What we do know about tires and human health is that tire wear particles (TWP) contaminated with 6-PPD and a multitude of other toxic chemicals “pose a unique health risk: They are so small they can pass through lung tissue into the bloodstream and cross the blood-brain barrier or be breathed in and travel directly to the brain, causing a range of…negative health impacts including heart, lung, developmental, reproductive, and cancer outcomes,” as told by a recent report from researchers at Imperial College London. 

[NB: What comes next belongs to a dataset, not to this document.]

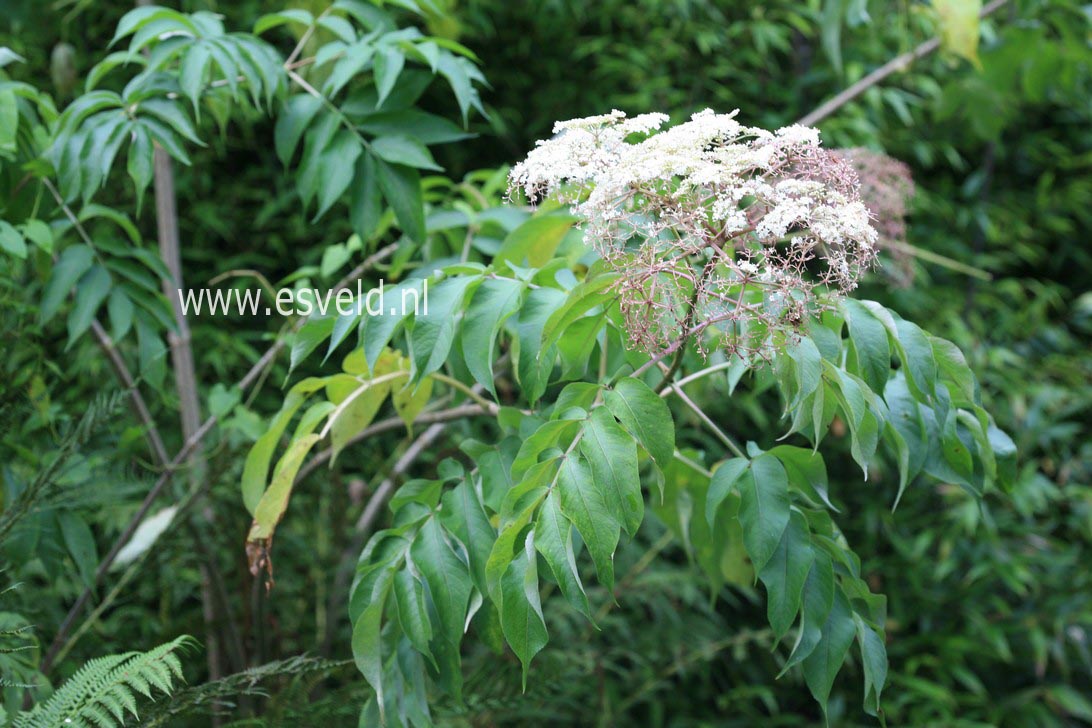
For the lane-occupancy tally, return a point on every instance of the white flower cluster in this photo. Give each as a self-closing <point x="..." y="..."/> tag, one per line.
<point x="708" y="206"/>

Tires being composed of nearly 50% rubber (natural and synthetic) should mean they break down easily and relatively quickly, right? Nope! “78% of ocean microplastics are synthetic tire rubber,” according to a report by the Pew Charitable Trust, and they produce a wide range of detrimental health effects when ingested by marine animals. Furthermore, Rebecca Sutton (an environmental scientist studying runoff at the San Francisco Estuary Institute) revealed that the estimated annual discharge of microplastics sourcing from stormwater into the San Francisco Bay was 7 trillion particles, half of which were tire particles

What’s been done about this multifaceted issue? On the legal side, Earthjustice, a legal nonprofit, sought to sue tire manufacturers for violating the Endangered Species Act. From another angle, a number of Indian tribes are imploring the EPA to ban 6-PPD usage. The Puyallup Tribal Council’s statement on the matter sums it up best: “We have witnessed firsthand the devastation to the salmon species we have always relied upon to nourish our people. We have watched as the species have declined to the point of almost certain extinction if nothing is done to protect them.”

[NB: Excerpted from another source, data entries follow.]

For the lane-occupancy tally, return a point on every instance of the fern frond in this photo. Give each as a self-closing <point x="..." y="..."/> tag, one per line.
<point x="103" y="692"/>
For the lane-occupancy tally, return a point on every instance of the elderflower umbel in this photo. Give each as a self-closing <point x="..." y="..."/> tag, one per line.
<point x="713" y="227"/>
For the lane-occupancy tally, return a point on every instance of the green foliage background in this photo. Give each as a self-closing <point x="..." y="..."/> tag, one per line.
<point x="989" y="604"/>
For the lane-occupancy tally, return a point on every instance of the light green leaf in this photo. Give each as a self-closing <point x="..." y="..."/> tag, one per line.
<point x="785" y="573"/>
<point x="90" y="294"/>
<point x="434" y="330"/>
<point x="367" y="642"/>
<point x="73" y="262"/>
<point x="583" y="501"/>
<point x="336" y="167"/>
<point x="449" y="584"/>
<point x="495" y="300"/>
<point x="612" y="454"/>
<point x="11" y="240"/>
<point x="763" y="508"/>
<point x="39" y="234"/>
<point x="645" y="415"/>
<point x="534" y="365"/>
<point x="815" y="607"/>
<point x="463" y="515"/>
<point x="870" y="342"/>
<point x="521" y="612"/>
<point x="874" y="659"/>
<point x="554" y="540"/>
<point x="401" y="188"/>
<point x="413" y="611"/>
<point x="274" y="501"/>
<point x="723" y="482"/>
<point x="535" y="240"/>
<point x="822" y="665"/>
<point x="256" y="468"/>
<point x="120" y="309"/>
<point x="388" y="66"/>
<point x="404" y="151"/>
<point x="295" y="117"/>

In the realm of regulation, significant legislation has been passed. Within the US, “the California Environmental Protection Agency has passed a rule requiring tire makers to declare an alternative to 6PPD by 2024.” Nick Molden, CEO of Emissions Analytics, deems this particular legislation groundbreaking “because it puts the chemical composition [of tires] on the regulatory agenda.” At last, “tire manufacturers are being exposed to the same regulatory scrutiny that car manufacturers have been for 50 years,” he remarked via Yale E360

But what can the average consumer do? Fortunately, scientists from San Francisco researching pollution from storm runoff have discovered that “rain gardens, installed in yards to capture stormwater, were also trapping 96% of street litter and 100% of black rubbery fragments. In Vancouver, BC researchers found that rain gardens could prevent more than 90% of 6PPD-q from running off roads and entering salmon-bearing streams,” as stated by Yale E360.

If you are as shocked about these facts as I am, I hope you’ll consider supporting Earthjustice’s work and building your own rain garden.